Preliminary studies are compelling that molecular staging by comprehensive GUCY2C qRT-PCR lymph node analysis identifies pN0 patients at increased risk of developing recurrent disease. However, qRT-PCR is an emerging molecular platform that has not yet found broad dissemination to primary and secondary medical centers, raising a question of the limitations to implementation of molecular staging as a clinical standard of practice. In that context, molecular diagnostics is a burgeoning $14 billion dollar industry, growing at more than 10% each year [122,123]. The number of esoteric molecular diagnostic tests approved by the FDA annually is increasing exponentially, from 72 in 2006 to 134 in 2009 [124]. Further, the number of laboratory-developed (“home brew”) molecular diagnostic tests exceeded 1400 in 2009 [125]. In that context, it is anticipated that, like the vast majority of these esoteric molecular diagnostic tests, which include qRT-PCR, staging by GUCY2C lymph node analysis will be broadly available to practitioners through central reference laboratories providing established expertise and validated analytic platforms that conform to prevailing regulatory and CMS reimbursement requirements.
9. Summary
Traditional paradigms for staging patients with colorectal cancer incorporating standard histopathological assessment of regional lymph nodes underestimate the extent of metastatic disease, reflected by 25–30% of pN0 patients developing recurrent disease [93]. Limitations of traditional staging paradigms, including volume of tissue assessed and analytic sensitivity, can be eliminated by employing disease-specific markers and a powerful molecular amplification technology such as qRT-PCR [45,93]. GUCY2C identifies metastatic colorectal cancer cells in extraintestinal tissues, and occult lymph node metastases detected by GUCY2C qRT-PCR is an independent prognostic indicator for risk of disease recurrence in pN0 colorectal cancer patients [45,93].
Acknowledgments
This work was supported by funding from the National Institutes of Health (CA75123, CA95026 to S. A. W. and CA112147 to T. H.) and Targeted Diagnostic & Therapeutics, Inc. (to S. A. W.).

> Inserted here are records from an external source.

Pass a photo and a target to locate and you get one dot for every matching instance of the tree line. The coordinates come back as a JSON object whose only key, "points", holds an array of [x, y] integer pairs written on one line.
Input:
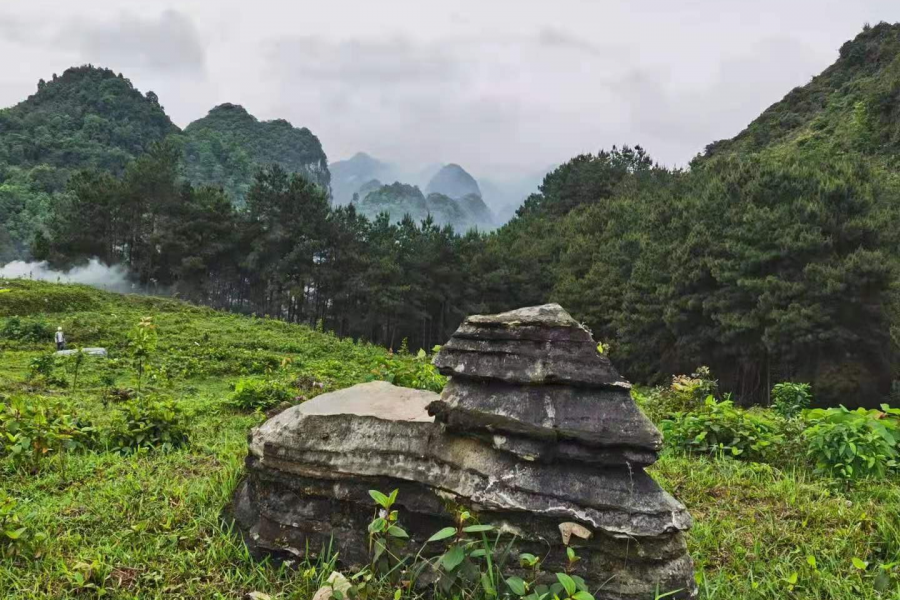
{"points": [[764, 268]]}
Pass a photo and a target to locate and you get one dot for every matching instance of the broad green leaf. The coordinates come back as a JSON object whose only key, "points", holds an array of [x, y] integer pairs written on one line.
{"points": [[478, 528], [380, 498], [517, 585], [397, 532], [567, 583], [443, 534], [453, 557]]}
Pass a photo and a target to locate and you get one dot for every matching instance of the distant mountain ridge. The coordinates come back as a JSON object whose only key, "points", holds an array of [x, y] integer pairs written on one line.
{"points": [[850, 107], [348, 176], [453, 181], [227, 146], [92, 118], [401, 199]]}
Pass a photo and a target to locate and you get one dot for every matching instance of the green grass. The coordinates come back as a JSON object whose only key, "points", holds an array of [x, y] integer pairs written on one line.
{"points": [[148, 526]]}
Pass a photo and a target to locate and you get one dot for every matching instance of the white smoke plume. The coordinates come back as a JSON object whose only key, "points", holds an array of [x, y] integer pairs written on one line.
{"points": [[94, 273]]}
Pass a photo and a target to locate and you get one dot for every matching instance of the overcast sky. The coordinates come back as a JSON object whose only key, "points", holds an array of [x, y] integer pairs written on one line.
{"points": [[499, 86]]}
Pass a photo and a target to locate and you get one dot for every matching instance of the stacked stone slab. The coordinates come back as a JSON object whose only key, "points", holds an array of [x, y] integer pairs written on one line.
{"points": [[535, 431]]}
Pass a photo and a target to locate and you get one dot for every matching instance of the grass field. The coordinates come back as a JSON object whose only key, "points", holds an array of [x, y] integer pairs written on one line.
{"points": [[147, 525]]}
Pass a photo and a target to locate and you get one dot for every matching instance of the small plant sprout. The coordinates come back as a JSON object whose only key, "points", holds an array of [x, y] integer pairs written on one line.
{"points": [[386, 537], [143, 340]]}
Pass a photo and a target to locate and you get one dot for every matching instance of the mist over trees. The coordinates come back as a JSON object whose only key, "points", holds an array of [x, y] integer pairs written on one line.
{"points": [[773, 257]]}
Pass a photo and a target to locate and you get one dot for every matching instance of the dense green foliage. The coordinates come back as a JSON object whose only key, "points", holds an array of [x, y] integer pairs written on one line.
{"points": [[148, 524], [252, 393], [790, 399], [86, 118], [720, 427], [854, 443], [226, 148], [769, 261]]}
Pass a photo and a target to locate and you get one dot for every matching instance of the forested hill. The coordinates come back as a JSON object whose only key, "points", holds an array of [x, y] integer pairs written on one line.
{"points": [[775, 257], [851, 106], [228, 146], [86, 118], [92, 118]]}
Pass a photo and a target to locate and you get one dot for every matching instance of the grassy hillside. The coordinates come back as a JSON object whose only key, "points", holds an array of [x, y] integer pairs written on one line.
{"points": [[146, 524]]}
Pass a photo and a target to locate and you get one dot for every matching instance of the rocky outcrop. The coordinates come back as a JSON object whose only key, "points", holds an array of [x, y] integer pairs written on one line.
{"points": [[519, 435]]}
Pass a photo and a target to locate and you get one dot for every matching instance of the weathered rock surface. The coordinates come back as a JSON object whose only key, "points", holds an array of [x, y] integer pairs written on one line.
{"points": [[526, 458], [529, 346], [596, 417]]}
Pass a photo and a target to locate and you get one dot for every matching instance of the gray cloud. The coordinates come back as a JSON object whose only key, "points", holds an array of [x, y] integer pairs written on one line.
{"points": [[556, 38], [169, 43], [383, 62], [679, 118], [501, 87]]}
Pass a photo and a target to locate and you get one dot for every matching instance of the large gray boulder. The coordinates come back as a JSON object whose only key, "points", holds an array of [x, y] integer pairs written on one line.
{"points": [[525, 458], [529, 346]]}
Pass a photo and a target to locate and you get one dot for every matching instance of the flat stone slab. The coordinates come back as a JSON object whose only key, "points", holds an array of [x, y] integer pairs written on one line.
{"points": [[88, 351], [311, 466], [600, 418], [374, 399], [530, 346], [329, 442]]}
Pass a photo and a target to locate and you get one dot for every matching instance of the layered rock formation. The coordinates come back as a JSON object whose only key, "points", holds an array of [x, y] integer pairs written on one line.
{"points": [[535, 429]]}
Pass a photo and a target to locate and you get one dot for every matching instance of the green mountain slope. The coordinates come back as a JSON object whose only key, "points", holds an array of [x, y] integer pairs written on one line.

A. M. was enrolled in the NIH-supported institutional K30 Training Program In Human Investigation (K30 HL004522) and was supported by NIH institutional award T32 GM08562 for Postdoctoral Training in Clinical Pharmacology. S. A. W. is the Samuel M.V. Hamilton Endowed Professor.

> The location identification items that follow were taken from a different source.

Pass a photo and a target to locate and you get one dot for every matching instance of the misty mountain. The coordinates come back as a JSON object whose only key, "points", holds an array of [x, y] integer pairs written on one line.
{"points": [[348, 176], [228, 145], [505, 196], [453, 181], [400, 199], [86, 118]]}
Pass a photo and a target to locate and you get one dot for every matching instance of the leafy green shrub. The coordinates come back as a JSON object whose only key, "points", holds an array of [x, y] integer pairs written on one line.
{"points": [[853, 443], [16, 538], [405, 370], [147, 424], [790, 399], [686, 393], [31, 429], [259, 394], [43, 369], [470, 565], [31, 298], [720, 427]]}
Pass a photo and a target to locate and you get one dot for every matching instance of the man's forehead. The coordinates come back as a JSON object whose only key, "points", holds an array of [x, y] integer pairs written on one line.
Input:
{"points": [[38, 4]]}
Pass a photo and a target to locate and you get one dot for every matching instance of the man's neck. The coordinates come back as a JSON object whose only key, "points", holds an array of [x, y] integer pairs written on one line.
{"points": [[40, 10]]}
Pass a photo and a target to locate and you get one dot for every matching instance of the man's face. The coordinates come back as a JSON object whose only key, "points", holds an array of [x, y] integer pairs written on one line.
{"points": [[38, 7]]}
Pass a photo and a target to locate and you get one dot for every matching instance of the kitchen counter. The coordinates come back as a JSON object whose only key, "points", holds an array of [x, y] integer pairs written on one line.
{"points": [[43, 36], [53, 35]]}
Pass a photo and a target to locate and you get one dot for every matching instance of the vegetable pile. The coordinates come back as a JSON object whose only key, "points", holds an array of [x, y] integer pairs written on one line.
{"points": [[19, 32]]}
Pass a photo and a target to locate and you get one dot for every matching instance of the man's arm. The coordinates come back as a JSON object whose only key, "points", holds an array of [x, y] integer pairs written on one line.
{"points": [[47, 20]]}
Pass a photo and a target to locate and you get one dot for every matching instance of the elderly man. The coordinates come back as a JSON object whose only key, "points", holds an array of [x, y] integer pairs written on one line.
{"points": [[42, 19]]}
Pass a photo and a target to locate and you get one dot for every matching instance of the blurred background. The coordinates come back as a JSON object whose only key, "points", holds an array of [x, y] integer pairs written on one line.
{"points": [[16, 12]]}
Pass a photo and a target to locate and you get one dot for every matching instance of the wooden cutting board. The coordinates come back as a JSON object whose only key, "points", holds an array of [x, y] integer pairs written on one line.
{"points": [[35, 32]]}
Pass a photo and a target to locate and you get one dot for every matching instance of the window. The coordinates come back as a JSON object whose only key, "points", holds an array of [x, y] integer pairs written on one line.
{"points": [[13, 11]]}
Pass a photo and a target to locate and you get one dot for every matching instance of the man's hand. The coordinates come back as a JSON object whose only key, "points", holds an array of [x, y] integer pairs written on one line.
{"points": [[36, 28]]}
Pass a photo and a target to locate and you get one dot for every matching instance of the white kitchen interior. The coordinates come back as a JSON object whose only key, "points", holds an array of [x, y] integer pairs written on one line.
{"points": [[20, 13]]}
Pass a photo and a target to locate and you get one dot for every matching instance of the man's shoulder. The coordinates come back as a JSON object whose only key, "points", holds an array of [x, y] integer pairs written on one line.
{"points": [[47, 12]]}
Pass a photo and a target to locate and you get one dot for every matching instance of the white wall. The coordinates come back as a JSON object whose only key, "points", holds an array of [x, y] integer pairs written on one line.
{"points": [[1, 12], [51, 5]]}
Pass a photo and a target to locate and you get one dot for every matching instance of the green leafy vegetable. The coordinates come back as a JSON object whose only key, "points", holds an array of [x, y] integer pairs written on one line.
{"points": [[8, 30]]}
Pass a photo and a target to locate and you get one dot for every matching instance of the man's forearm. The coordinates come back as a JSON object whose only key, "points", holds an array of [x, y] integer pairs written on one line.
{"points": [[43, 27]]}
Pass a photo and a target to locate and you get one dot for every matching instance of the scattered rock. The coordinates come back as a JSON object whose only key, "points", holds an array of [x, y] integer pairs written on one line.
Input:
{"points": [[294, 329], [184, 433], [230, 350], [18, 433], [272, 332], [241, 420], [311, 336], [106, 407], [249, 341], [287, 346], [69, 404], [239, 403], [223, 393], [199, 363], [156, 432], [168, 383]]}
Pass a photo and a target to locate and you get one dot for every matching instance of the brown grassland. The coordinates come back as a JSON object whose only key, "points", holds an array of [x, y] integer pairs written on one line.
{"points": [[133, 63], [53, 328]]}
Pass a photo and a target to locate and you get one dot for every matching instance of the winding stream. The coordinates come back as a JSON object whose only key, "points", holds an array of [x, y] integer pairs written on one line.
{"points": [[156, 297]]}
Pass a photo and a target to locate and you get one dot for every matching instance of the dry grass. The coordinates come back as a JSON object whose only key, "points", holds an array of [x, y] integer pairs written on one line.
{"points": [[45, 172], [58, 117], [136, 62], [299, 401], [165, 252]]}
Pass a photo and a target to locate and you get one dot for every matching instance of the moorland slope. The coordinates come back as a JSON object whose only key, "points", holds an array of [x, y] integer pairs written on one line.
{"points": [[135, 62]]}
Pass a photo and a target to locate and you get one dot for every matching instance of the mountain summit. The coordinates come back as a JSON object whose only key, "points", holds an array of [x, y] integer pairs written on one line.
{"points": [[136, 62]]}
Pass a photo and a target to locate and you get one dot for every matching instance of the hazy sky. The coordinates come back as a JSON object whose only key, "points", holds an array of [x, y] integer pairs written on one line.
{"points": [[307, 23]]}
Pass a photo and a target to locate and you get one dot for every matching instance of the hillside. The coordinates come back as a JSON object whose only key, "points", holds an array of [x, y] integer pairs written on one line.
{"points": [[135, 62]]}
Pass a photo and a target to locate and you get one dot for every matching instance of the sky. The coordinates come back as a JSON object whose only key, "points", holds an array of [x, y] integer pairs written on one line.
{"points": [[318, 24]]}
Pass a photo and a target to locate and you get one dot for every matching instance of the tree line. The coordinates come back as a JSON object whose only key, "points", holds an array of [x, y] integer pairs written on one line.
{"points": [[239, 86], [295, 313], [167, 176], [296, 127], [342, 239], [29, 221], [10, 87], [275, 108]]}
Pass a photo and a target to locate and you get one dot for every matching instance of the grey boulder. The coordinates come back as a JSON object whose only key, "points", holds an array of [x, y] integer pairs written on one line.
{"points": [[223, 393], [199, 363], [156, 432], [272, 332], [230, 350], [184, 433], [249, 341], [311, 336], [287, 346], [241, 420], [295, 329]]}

Financial and Competing Interest Disclosure
S. A. W. is a paid consultant to Merck, and the Chair (uncompensated) of the Scientific Advisory Board of Targeted Diagnostics and Therapeutics, Inc., which provided research funding that, in part, supported this study and which has a license to commercialize inventions related to this work. D. S. W. is a shareholder in Targeted Diagnostics and Therapeutics, Inc.